11/04/2018 09:28 par depassage

les mots et les maux.

le prince héritier saoudien reprend à son compte et dans les mêmes termes l’antienne occidentale du « droit » d’Israël à son « Etat-nation ».

Cette déclaration a été faite aux États-Unis et les États-uniens portent des oeillères certainement parce que ce qui n’est pas eux ou proche d’eux n’existe pas et s’il existe il ne peut être que leur ennemi. Ils pensent que c’est les Palestiniens qui refusent aux Juifs d’avoir leur État. Et non l’inverse, pour les rassurer et pouvoir leur parler, il faut leur dire qu’Israël a droit à son État.

15/04/2018 10:49 par Dominique

@ depassage

Il ne faut pas prendre les sionistes pour des idiots, ils savent très bien ce qu’ils font et la création d’un état palestinien n’en fait pas partie. L’entité sioniste n’a pas de frontière car elle ne les a jamais fixées. Ce qui fait que nous pouvons légitimement émettre des doutes sur le fait qu’Israël soit, comme l’occident le prétend, un état. Cela pose aussi une question juridique : reconnaître un état qui n’a pas de frontière est’il légal ? Si la réponse est oui, cela ouvre la boîte de Pandore car alors n’importe qui peut fonder un état n’importe où, comme par exemple l’Etat Islamique ou les kurdes. N’importe qui reste à voir car il semble que la condition de base est d’être soutenu par la CIA.

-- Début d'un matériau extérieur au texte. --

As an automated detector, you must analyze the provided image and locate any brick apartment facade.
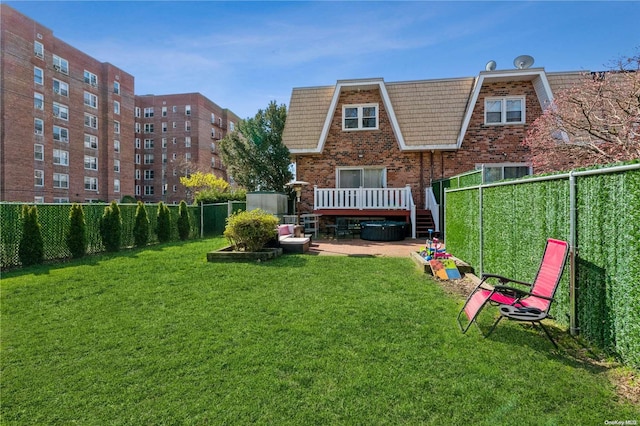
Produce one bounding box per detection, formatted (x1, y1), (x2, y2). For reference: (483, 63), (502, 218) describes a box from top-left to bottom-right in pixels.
(134, 93), (239, 203)
(0, 4), (238, 203)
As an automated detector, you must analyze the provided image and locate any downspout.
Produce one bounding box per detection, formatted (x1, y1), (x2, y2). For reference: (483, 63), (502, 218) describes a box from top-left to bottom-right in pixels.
(418, 151), (427, 208)
(200, 201), (204, 238)
(478, 164), (484, 275)
(569, 170), (580, 336)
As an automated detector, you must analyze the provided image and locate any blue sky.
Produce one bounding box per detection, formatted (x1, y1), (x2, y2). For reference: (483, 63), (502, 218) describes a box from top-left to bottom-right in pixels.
(6, 1), (640, 118)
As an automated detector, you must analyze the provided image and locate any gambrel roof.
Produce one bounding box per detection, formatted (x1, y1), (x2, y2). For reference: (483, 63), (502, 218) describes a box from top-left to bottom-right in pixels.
(282, 68), (583, 154)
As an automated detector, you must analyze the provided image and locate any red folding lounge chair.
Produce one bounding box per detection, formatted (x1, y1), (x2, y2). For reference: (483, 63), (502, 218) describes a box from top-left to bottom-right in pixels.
(458, 238), (569, 348)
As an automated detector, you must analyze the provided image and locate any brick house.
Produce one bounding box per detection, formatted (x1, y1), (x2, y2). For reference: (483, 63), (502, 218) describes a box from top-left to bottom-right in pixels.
(283, 68), (582, 238)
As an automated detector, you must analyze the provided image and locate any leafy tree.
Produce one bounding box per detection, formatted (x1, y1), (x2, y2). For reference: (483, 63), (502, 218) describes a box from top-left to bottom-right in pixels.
(133, 201), (149, 247)
(100, 200), (122, 252)
(524, 54), (640, 172)
(224, 209), (279, 252)
(178, 200), (191, 241)
(18, 204), (44, 266)
(219, 101), (293, 191)
(180, 171), (230, 202)
(156, 201), (171, 243)
(66, 203), (87, 259)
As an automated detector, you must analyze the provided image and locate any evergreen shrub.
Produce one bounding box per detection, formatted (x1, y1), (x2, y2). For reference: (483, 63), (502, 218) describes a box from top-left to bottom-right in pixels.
(156, 201), (171, 243)
(66, 203), (87, 259)
(18, 204), (44, 266)
(100, 201), (122, 252)
(178, 200), (191, 241)
(224, 209), (280, 252)
(133, 201), (149, 247)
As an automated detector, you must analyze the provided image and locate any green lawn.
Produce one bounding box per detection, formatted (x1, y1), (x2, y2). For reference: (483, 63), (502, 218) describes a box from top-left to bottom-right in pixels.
(0, 238), (640, 425)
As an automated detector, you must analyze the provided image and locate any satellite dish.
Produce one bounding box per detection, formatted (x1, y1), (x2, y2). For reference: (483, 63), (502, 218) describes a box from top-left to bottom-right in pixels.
(484, 61), (497, 71)
(513, 55), (533, 70)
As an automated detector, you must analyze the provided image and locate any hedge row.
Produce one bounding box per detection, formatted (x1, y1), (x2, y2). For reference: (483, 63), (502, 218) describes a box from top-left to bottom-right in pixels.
(445, 167), (640, 367)
(0, 203), (200, 270)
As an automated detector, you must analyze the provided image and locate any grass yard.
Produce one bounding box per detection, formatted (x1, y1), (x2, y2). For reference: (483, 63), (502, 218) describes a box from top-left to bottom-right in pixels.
(0, 238), (640, 425)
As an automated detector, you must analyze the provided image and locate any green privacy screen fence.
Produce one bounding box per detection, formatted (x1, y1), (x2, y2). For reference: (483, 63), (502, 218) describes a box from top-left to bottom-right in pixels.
(0, 202), (246, 270)
(445, 163), (640, 367)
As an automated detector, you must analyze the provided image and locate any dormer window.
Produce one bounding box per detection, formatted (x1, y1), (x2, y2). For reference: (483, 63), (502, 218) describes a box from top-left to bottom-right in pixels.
(484, 96), (525, 124)
(342, 104), (378, 130)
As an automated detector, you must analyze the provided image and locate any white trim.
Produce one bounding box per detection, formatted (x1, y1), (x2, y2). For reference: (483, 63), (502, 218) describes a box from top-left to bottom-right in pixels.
(308, 78), (406, 154)
(456, 68), (553, 149)
(342, 102), (380, 132)
(483, 95), (527, 126)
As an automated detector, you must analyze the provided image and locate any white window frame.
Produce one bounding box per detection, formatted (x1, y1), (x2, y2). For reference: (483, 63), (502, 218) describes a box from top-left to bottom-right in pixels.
(336, 167), (387, 188)
(53, 55), (69, 75)
(33, 118), (44, 135)
(84, 133), (98, 149)
(33, 67), (44, 86)
(53, 173), (69, 189)
(33, 169), (44, 187)
(84, 92), (98, 109)
(476, 163), (533, 183)
(53, 126), (69, 143)
(84, 176), (98, 192)
(33, 41), (44, 59)
(484, 96), (527, 126)
(53, 78), (69, 98)
(84, 70), (98, 87)
(84, 155), (98, 170)
(342, 103), (380, 132)
(84, 112), (98, 129)
(53, 149), (69, 167)
(53, 102), (69, 121)
(33, 143), (44, 161)
(33, 92), (44, 111)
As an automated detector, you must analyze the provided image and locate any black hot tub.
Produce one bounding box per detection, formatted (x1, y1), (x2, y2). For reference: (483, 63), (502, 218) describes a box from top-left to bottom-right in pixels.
(360, 220), (408, 241)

Les USA ont des frontières, mais ils ne les ont fixées qu’après avoir exterminer des dizaines de millions d’indiens. Le plan des sionistes est pareil, ils veulent réaliser le grand Israël, qu’Eretz Israël s’étende du Nil au Jourdain et pour le réaliser, ils doivent en chasser leurs habitants. Et pour cela, ils n’ont pas plus de scrupules que n’en ont eu celles et ceux qui ont exterminé des dizaines de millions d’"indiens" dans ce qui est aujourd’hui les USA.

Si nous regardons qui sont les forces du mal aujourd’hui, nous retrouvons les mêmes que pendant la traite des noirs : les pires des musulmans (hier ils chassaient les esclaves, aujourd’hui ils servent de mercenaires), les pires des juifs (hier ils achetaient les esclaves et leur faisaient traverser l’océan dans des conditions ignobles pour les revendre, aujourd’hui ils sont la principale base militaire de l’Occident au Proche et Moyen-Orient) et les pires des chrétiens (les utilisateurs finaux de ces esclaves et aujourd’hui toujours prêt à foutre le bordel partout où il y a des richesses à piller).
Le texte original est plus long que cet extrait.